Pierre
Molinier est de nouveau parmi nous. A l'occasion d'une exposition
rétrospective, Bordeaux témoigne enfin un peu
de reconnaissance au "monstre" qu'elle abrita, artisan
et artiste peintre, qui termina sa vie en photographe solitaire
de ses propres fesses. L'homme aimait tant les femmes qu'il
se voulait " lesbien ". André Breton s'émerveilla
pour sa peinture, mais son goût pour le travestissement
fit peur à plus d'un en son temps. Il ne vit jamais paraître
le grand livre auquel il travailla jusqu'à sa mort. Rares
sont ceux qui l'approchèrent et le comprirent vraiment.

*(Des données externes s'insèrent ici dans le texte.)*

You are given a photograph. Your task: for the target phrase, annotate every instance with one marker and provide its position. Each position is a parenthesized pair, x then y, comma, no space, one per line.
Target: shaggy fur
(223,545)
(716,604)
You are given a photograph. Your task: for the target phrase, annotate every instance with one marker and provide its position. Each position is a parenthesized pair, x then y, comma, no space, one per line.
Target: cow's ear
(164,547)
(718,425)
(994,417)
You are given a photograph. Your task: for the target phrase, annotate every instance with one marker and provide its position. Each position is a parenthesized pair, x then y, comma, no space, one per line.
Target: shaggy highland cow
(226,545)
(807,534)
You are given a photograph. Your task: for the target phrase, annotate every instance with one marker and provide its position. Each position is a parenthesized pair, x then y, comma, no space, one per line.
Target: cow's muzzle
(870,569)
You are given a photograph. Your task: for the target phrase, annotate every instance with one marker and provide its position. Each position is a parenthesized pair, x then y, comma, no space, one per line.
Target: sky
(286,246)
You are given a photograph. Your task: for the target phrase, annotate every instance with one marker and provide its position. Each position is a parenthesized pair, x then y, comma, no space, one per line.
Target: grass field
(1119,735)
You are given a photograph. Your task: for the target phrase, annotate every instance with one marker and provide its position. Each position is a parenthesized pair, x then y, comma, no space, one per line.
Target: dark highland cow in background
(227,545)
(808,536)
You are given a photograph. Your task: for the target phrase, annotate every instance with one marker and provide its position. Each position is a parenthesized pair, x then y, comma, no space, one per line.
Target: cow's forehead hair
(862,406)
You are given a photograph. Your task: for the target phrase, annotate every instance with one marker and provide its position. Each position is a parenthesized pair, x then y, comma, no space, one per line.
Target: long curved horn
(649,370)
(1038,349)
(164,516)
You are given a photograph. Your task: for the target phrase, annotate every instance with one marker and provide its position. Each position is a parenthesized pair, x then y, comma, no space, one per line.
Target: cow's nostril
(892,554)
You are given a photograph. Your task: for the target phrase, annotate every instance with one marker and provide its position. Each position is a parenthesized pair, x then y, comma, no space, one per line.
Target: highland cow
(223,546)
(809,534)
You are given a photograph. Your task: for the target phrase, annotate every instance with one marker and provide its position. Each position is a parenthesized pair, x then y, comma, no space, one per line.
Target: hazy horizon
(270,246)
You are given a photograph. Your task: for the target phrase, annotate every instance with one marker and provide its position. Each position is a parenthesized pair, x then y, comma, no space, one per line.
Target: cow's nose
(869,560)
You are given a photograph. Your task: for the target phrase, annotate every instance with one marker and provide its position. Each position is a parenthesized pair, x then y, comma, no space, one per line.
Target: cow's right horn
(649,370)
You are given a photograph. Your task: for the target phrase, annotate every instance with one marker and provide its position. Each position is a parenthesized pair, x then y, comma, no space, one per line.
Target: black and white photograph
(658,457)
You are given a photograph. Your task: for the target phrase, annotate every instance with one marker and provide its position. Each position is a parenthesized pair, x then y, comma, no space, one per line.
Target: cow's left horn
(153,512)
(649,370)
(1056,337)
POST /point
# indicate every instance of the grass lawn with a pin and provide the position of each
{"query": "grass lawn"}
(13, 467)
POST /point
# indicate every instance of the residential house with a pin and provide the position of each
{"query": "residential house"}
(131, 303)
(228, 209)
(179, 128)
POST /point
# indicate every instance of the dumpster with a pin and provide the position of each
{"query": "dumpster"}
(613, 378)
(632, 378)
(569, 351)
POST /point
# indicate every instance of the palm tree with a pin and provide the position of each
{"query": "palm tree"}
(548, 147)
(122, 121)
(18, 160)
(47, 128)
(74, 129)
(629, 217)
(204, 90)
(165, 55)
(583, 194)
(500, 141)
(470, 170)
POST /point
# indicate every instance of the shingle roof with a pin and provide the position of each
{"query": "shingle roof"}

Jacques Abeille est de ceux-là.
Pierre Molinier, présence de l'exil est composé
de six textes dont la rédaction s'étale de 1966
à 2005. Je ne connais pas de livre plus sensible, plus
pudique, plus intelligent, écrit par un homme sur un
autre homme, par un artiste sur un autre artiste. La distance
est certaine, le regard de Jacques Abeille n'épouse à
aucun moment celui de Molinier, et la magie de son écriture
pourtant nous rapproche de cet homme à la singularité
si troublante. Il parvient à nous faire saisir un peu
de son mystère, de sa fragilité, et de la tragédie
que furent ses dernières années - une tragédie
que masquent si bien les roses noires surgies de ses fantasmes.
Mais ce livre va au-delà de son sujet apparent, et n'épuise
pas facilement ses secrets. Il ne parle pas seulement de Pierre
Molinier, de ses amours et de ses photomontages, mais aussi de nous-mêmes.